For now let go through these models:
- Decision tree
- Random forest
_ Logistic regression


In [8]:
features_test = df_test.drop(['is_ultra'], axis=1)
target_test = df_test['is_ultra']

features_train = df_train.drop(['is_ultra'], axis=1)
target_train = df_train['is_ultra']

features_valid = df_valid.drop(['is_ultra'], axis=1)
target_valid = df_valid['is_ultra']

*Decision Tree*


In [9]:
for depth in range(1, 15):
    model_dt = DecisionTreeClassifier(random_state = 12345, max_depth = depth)
    model_dt.fit(features_train, target_train)
    predictions_dt = model_dt.predict(features_valid)
    result_dt = accuracy_score(target_valid, predictions_dt)
    accuracy_dt = accuracy_score(target_valid, predictions_dt)
    print("max_depth =", depth, ": ", accuracy_dt)

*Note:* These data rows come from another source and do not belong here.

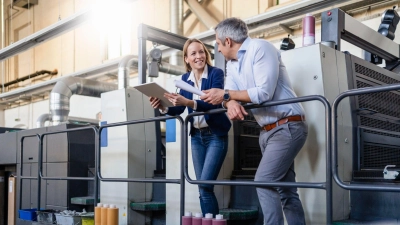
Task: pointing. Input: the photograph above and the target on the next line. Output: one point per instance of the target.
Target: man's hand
(235, 110)
(176, 99)
(156, 103)
(213, 96)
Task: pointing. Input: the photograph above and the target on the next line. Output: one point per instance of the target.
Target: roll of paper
(187, 87)
(97, 214)
(112, 215)
(104, 214)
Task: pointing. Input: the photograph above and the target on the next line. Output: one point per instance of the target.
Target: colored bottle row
(198, 219)
(105, 214)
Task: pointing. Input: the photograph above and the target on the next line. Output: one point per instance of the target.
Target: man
(256, 74)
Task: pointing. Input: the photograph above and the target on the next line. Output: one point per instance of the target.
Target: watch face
(226, 96)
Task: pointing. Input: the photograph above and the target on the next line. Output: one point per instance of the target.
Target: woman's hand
(177, 99)
(235, 110)
(156, 103)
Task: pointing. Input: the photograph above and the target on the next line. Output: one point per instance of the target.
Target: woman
(209, 133)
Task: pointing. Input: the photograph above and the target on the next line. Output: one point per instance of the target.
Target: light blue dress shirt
(260, 70)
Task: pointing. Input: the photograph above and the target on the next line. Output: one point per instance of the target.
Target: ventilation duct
(64, 89)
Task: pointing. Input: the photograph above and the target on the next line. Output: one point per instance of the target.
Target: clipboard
(154, 90)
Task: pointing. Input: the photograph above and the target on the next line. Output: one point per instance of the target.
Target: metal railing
(180, 181)
(339, 98)
(21, 177)
(40, 163)
(327, 185)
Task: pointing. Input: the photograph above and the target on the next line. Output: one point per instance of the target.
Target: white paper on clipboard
(187, 87)
(154, 90)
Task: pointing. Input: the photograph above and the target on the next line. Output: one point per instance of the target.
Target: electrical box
(25, 3)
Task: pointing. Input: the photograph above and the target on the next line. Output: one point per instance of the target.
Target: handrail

# for depth in range(1, 50):
#     model = DecisionTreeClassifier(random_state=12345, max_depth=depth)
#     model.fit(features_train, target_train)
#     predictions_dt = model.predict(features_valid)
#     result = accuracy_score(target_valid, predictions_dt)
#     print("max_depth =", depth, ": ", result)

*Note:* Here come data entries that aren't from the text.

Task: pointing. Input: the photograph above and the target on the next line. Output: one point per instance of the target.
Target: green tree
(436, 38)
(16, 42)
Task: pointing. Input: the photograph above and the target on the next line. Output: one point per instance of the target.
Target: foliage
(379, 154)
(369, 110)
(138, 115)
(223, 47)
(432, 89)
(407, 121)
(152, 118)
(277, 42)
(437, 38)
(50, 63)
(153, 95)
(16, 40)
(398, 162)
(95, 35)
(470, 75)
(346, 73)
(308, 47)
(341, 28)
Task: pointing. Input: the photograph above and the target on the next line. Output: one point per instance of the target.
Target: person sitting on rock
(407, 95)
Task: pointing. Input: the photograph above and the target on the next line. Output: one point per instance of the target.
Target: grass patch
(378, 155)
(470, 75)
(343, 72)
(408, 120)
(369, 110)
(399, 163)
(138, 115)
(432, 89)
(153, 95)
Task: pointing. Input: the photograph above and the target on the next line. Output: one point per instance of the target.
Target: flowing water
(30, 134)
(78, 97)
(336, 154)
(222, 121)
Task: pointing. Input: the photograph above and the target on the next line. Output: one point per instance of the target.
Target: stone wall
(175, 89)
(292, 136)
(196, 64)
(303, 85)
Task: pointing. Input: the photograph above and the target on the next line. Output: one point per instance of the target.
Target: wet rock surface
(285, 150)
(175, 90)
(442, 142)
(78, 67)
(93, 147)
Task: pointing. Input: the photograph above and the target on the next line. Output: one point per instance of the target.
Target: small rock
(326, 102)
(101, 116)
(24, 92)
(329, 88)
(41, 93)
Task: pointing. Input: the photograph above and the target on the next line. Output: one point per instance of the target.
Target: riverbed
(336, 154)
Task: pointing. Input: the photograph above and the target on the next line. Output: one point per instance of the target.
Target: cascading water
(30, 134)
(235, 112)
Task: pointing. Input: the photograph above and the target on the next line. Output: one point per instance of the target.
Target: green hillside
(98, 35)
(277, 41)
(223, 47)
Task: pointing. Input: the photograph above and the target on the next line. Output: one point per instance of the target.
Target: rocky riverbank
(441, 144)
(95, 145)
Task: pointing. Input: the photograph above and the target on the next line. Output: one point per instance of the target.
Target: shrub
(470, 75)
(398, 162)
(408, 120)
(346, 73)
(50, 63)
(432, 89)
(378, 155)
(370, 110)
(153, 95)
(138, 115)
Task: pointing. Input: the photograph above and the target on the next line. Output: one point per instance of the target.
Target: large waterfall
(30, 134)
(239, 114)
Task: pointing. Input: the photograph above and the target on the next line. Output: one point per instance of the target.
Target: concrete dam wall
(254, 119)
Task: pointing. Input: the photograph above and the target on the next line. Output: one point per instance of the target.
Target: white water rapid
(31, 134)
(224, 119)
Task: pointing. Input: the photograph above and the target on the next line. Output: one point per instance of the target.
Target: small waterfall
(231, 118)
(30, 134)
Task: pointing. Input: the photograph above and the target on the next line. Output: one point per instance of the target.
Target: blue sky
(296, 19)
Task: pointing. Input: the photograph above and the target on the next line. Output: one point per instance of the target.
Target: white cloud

max_depth = 1 :  0.7356143079315708
max_depth = 2 :  0.7744945567651633
max_depth = 3 :  0.7791601866251944
max_depth = 4 :  0.7744945567651633
max_depth = 5 :  0.7838258164852255
max_depth = 6 :  0.776049766718507
max_depth = 7 :  0.7993779160186625
max_depth = 8 :  0.7931570762052877
max_depth = 9 :  0.7807153965785381
max_depth = 10 :  0.7884914463452566
max_depth = 11 :  0.7744945567651633
max_depth = 12 :  0.7807153965785381
max_depth = 13 :  0.7713841368584758
max_depth = 14 :  0.76049766718507


*Random Forest*

In [10]:
for est in range(1, 15):
    model_rf = RandomForestClassifier(random_state = 12345, n_estimators = est)
    model_rf.fit(features_train, target_train)
    predictions_rf = model_rf.predict(features_valid)
    accuracy_rf = accuracy_score(target_valid, predictions_rf)
    print("n_estimators =", est, ": ", accuracy_rf)

# for est in range(1, 25):
#     model = RandomForestClassifier(random_state=12345, n_estimators=est)
#     model.fit(features_train, target_train)
#     result_rf = model.score(features_valid, target_valid)
#     print("max_depth =", est, ": ", result_rf)

n_estimators = 1 :  0.7402799377916018
n_estimators = 2 :  0.7589424572317263
n_estimators = 3 :  0.7573872472783826
n_estimators = 4 :  0.7729393468118196
n_estimators = 5 :  0.7667185069984448
n_estimators = 6 :  0.7791601866251944
n_estimators = 7 :  0.7807153965785381
n_estimators = 8 :  0.7869362363919129
n_estimators = 9 :  0.7838258164852255
n_estimators = 10 :  0.7807153965785381
n_estimators = 11 :  0.7729393468118196
n_estimators = 12 :  0.7869362363919129
n_estimators = 13 :  0.7838258164852255
n_estimators = 14 :  0.7807153965785381


*Logistic regression*


In [11]:
model_lr = LogisticRegression(random_state = 12345)
model_lr.fit(features_train, target_train)
result_lr = model_lr.score(features_valid, target_valid)
predictions_lr = model_lr.predict(features_valid)
accuracy_lr = accuracy_score(target_valid, predictions_lr)
accuracy_lr



0.7402799377916018

### Conclusion

We can say that when hyperparameter of tree depth is equals 7-8  and of estimators is equals 8-9 we got more correct answers.

## Checking Models on Test Set<a href = 'testset'></a>

In [12]:
model_dt = DecisionTreeClassifier(random_state = 12345, max_depth = 7)
model_dt.fit(features_train, target_train)
model_dt.score(features_test, target_test)

0.7822706065318819

In [13]:
model_rf = RandomForestClassifier(random_state = 12345, max_depth = 7, n_estimators = 8)
model_rf.fit(features_train, target_train)
model_rf.score(features_test, target_test)

0.7978227060653188

In [14]:
model_lr.score(features_test, target_test)

0.7589424572317263

### Conclusion
Test Set prove that we have 78-80% of correct answers.

## General Conclusion<a href = 'bigconclusion'></a>

According to our results models DecisionTreeClassifier, RandomForestClassifier is working in a good way.